Uma corrida pelo palmarés nacional
Atualmente, FC Porto e Benfica apresentam um empate em termos de troféus oficiais contabilizados por cada clube: 87 títulos. Caso os dragões triunfem sobre o Torreense na Supertaça, passarão a deter, isoladamente, o maior número de troféus do futebol português. O empate mantém-se desde que os azuis e brancos conquistaram o último campeonato, alcançando essa fasquia.
Contexto histórico da Supertaça
A Supertaça Cândido de Oliveira tem sido, nas últimas décadas, terreno quase exclusivamente dominado pelos três grandes: FC Porto, Benfica e Sporting.

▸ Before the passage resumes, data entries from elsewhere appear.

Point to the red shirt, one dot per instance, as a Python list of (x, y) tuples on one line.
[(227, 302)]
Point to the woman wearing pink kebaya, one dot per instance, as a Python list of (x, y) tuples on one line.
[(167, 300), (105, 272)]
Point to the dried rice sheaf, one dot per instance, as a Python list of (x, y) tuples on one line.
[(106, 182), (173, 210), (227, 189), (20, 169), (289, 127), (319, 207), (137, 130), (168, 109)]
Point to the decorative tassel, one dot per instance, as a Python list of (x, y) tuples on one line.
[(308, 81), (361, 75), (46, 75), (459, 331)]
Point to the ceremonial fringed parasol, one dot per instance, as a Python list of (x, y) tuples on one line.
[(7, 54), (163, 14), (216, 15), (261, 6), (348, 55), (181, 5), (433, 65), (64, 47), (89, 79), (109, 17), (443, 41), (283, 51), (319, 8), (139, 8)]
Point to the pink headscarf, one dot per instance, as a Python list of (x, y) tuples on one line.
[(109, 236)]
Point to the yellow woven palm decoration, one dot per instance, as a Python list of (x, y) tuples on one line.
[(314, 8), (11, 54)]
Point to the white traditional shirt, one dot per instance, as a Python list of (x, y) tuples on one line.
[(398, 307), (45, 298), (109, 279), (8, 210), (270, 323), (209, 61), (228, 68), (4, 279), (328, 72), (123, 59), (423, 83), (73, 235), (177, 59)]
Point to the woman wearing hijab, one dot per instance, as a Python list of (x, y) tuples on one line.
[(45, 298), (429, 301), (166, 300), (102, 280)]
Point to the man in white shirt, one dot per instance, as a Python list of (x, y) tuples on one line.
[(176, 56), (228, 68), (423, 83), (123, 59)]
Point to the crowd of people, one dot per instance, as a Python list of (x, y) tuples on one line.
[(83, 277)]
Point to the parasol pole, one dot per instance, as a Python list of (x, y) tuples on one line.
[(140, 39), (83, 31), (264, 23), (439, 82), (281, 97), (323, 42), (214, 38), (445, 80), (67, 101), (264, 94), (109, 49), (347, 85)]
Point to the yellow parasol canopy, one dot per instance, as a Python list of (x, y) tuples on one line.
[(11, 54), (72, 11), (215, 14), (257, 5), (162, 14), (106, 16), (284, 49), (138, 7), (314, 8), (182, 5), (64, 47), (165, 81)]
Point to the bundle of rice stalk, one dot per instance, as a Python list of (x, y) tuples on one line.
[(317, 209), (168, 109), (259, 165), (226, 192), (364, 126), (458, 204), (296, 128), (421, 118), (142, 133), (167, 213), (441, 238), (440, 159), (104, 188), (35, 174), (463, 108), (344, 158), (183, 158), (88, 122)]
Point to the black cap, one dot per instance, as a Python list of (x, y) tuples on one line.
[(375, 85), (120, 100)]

A competição favorece os emblemas de maior dimensão nacional e essa tendência confirma-se nas estatísticas recentes.
- FC Porto — 15 Supertaças conquistadas;
- Benfica — 7 Supertaças conquistadas;
- Sporting — 6 Supertaças conquistadas;
De facto, é preciso recuar a 1997 para encontrar um vencedor da Supertaça que não pertença a um desses três clubes, quando o Boavista ergueu o troféu.
Torreense: a procura de um novo marco
O Torreense chega a Coimbra embalado pelo triunfo surpreendente na final da Taça de Portugal, quando, em maio, derrotou o Sporting por 2-1 após prolongamento. Esse sucesso constituiu o primeiro grande troféu do clube de Torres Vedras; o historial anterior incluía títulos numa II divisão e na Liga 3.

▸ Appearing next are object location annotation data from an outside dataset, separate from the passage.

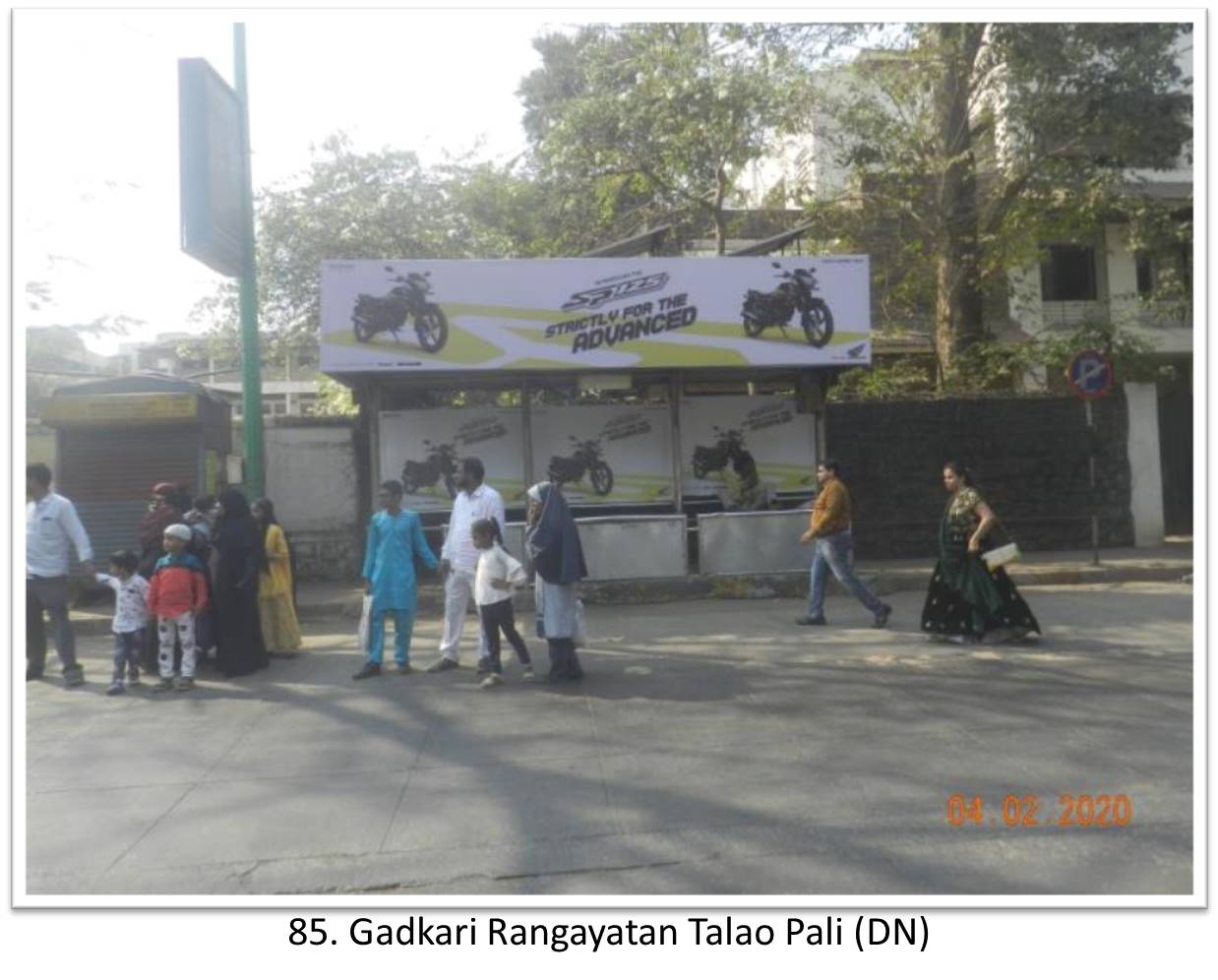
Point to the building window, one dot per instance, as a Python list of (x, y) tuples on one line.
[(1145, 275), (1068, 275)]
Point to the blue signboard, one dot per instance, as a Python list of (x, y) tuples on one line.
[(1090, 374), (213, 177)]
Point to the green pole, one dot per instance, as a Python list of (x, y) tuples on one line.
[(251, 367)]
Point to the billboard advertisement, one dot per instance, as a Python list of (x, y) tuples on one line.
[(213, 177), (424, 448), (605, 455), (594, 314), (736, 434)]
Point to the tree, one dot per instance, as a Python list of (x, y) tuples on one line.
[(972, 140), (658, 121)]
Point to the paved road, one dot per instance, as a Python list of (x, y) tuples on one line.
[(714, 748)]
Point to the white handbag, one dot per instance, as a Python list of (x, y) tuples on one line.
[(1005, 554)]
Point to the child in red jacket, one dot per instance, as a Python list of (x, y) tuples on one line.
[(177, 593)]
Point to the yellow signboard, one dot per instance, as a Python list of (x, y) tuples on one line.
[(107, 409)]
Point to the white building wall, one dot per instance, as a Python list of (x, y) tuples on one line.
[(312, 480), (1146, 490)]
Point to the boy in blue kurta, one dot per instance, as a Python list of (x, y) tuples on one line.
[(395, 539)]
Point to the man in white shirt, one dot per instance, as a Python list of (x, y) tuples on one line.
[(458, 560), (51, 526)]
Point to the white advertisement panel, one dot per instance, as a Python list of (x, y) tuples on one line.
[(594, 314), (424, 448), (605, 453), (740, 432)]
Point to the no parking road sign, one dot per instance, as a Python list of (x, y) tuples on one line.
[(1090, 374)]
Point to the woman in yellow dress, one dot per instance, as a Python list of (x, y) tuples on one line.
[(280, 629)]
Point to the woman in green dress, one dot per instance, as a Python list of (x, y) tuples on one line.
[(966, 600)]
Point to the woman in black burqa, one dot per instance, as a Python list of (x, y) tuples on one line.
[(240, 557), (553, 544)]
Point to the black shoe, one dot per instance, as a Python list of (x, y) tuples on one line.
[(882, 616)]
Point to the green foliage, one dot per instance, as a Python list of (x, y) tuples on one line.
[(899, 379), (334, 399), (658, 121), (967, 147)]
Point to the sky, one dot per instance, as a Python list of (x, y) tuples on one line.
[(95, 129)]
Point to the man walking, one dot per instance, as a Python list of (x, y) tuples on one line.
[(51, 526), (395, 539), (829, 534), (458, 560)]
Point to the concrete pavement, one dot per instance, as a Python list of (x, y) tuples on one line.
[(714, 748)]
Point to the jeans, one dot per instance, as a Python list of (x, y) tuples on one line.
[(501, 616), (832, 554), (127, 655), (50, 594), (169, 632)]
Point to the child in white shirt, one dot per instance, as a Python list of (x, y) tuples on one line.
[(497, 575), (131, 614)]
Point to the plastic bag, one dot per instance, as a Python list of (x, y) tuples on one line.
[(364, 616), (581, 625)]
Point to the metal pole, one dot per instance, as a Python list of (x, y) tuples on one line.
[(1090, 462), (251, 375), (675, 419), (526, 429)]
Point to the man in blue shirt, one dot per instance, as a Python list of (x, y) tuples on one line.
[(51, 526), (395, 539)]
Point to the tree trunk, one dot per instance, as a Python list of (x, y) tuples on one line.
[(720, 220), (958, 290)]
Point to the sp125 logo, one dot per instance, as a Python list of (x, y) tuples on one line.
[(602, 295)]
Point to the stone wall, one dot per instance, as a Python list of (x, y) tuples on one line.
[(312, 480), (1028, 457)]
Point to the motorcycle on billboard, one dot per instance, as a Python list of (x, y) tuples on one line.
[(439, 466), (796, 292), (405, 301), (587, 459)]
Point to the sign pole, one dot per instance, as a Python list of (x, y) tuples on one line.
[(1090, 462), (251, 367)]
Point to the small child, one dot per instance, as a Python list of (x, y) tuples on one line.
[(496, 576), (177, 593), (131, 612)]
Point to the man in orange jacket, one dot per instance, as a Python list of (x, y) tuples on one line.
[(829, 536)]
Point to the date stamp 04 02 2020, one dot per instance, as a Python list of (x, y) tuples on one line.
[(1024, 810)]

Para o Torreense, vencer a Supertaça representaria o segundo grande troféu oficial e uma consagração que marcaria o início de uma temporada já histórica, a começar pela primeira participação do emblema em competições europeias — a Liga Europa.
| Clube | Supertaças | Total de troféus (segundo a contabilidade referida) |
|---|---|---|
| FC Porto | 15 | 87 |
| Benfica | 7 | 87 |
| Sporting | 6 | — |
Há, contudo, nuances nessa contabilidade: o Benfica inclui na sua contagem títulos como a Taça Latina, que a FIFA não reconhece como competição oficial. Essa discrepância contribui para discussões recorrentes sobre o «verdadeiro» total de troféus quando se compara o palmarés dos clubes portugueses.
Consequências desportivas e simbólicas
Além do significado imediato de um troféu de abertura de temporada, a Supertaça assume um peso simbólico acrescido este ano. Para o FC Porto, a vitória significaria ultrapassar um rival histórico numa métrica carregada de significado para adeptos e estrutura do clube. Para o Torreense, a conquista representaria a confirmação de uma trajetória de sucesso e de afirmação nacional, com reflexos na autoestima do plantel, interesse mediático e na visibilidade para a estreia europeia.
O encontro terá, portanto, implicações que vão para além do resultado isolado: poderá alterar a narrativa do palmarés português e sublinhar, mais uma vez, a capacidade dos clubes de menor dimensão para surpreender em provas de eliminatórias.